I don’t know why, but two tears fall as grace to the simple beauty.
At least this is what cynical me has running through my head as I come into the grand hall. Yes, I am a performance art curmudgeon in the midst of the enthusiasts—an excited curmudgeon, but one nonetheless. My partner and I sit amongst the low hum of chatter as the hall fills, people tripping over the aforementioned white lounge chairs in their tizzy to find a good spot. The lighting genius of Urs Schonebaum presents us with a dimly lit space, squared by four “doors” of light on each wall. A gong sounds. Yes, a mythical Asian gong. I resist rolling my eyes.

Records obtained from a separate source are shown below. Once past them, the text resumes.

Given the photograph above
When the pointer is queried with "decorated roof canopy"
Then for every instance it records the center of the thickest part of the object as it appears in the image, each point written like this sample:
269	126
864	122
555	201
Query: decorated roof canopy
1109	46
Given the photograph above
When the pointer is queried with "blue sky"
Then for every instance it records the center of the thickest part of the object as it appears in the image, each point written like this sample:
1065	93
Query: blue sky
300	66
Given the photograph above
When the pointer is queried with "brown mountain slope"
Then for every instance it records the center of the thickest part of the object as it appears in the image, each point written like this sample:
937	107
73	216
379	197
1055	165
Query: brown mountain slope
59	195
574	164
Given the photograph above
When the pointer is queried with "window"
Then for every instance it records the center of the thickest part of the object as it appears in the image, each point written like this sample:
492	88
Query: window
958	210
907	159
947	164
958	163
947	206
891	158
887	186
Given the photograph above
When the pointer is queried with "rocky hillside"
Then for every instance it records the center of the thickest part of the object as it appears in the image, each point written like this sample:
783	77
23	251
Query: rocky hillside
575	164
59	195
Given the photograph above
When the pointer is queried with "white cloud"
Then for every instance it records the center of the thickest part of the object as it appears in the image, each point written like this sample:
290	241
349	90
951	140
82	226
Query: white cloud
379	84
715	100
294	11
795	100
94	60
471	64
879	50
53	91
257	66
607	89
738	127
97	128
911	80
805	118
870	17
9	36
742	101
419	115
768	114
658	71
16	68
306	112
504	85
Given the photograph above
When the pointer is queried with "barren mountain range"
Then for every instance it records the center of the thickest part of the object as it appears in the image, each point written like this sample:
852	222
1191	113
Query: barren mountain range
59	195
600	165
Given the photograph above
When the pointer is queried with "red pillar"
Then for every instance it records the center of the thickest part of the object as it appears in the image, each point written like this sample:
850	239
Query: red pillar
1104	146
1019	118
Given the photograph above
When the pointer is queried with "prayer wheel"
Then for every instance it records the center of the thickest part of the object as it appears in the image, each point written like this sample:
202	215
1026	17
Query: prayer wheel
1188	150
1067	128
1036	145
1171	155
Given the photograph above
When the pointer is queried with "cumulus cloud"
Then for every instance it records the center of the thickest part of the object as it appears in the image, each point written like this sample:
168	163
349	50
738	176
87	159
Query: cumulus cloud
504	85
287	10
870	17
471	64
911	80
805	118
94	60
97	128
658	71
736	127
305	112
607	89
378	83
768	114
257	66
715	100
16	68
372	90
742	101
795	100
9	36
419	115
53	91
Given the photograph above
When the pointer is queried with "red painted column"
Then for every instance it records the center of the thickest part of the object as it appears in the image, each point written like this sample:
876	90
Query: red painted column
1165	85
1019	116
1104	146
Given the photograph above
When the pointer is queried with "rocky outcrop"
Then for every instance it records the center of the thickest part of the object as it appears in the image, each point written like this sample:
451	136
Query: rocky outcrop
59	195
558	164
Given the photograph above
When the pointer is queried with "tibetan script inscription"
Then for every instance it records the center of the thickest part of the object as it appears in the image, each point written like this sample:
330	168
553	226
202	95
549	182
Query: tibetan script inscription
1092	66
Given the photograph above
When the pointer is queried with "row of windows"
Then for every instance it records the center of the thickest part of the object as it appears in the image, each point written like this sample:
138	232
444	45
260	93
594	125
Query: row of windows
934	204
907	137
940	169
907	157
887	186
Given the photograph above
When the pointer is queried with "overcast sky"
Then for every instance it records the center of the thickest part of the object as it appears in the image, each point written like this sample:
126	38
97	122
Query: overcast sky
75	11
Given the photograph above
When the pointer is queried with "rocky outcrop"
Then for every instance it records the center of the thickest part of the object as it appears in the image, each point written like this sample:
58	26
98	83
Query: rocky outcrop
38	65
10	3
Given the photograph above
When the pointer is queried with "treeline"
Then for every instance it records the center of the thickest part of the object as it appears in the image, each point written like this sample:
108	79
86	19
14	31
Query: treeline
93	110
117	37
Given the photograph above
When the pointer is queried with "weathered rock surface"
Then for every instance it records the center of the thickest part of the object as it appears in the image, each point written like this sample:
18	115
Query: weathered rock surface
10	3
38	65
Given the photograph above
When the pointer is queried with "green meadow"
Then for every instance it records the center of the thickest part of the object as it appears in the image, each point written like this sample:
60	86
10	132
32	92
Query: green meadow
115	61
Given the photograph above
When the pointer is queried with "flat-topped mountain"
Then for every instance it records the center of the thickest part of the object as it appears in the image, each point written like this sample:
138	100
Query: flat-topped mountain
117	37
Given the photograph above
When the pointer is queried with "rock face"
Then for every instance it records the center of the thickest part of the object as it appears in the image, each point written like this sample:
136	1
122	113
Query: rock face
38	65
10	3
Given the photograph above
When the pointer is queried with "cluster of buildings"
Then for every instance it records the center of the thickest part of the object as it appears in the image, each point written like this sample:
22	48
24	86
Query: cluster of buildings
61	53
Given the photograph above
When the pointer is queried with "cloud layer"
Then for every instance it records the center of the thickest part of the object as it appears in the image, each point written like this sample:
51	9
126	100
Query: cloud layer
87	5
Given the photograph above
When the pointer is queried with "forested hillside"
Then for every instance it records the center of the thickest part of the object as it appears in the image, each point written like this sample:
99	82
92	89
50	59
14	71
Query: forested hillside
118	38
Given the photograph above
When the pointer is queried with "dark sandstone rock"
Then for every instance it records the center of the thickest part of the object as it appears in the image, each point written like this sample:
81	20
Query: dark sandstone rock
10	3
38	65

We put on our noise cancelling headphones, and the lights drop. Over the next 20 minutes of relative silence, we proceed to enter the Twilight Zone. I am transported to a science fiction reality right before my eyes. There are hundreds of people sitting together in complete silence, in smudges of white neon light, arranged in a semi-circle around a thrusted, raised, black platform. Frozen robots surround me. Three quarters of the audience promptly close their eyes, and at least half doze. A Wrinkle in Time flashes before my eyes as one woman rises above the rest and turns her head, looking around. All I can think is: YOU ARE DOING IT WRONG.
Just like that, the outlier is sucked into the togetherness, into the whole, the mass. It takes about 10 minutes to relax. Suddenly, I feel a shift around me. A piano has appeared at the end of the black runway; Mr. Igor Levit sitting quietly before it. It takes a few more seconds to realize that he is sliding infinitesimally slowly down to the end of the runway. He mimics his preparation for performance. As he gets closer, he turns and looks directly at me. A connection in the foggy abyss. I breathe in. He leaves my gaze to return to the music in his head. I am nothing compared to Bach.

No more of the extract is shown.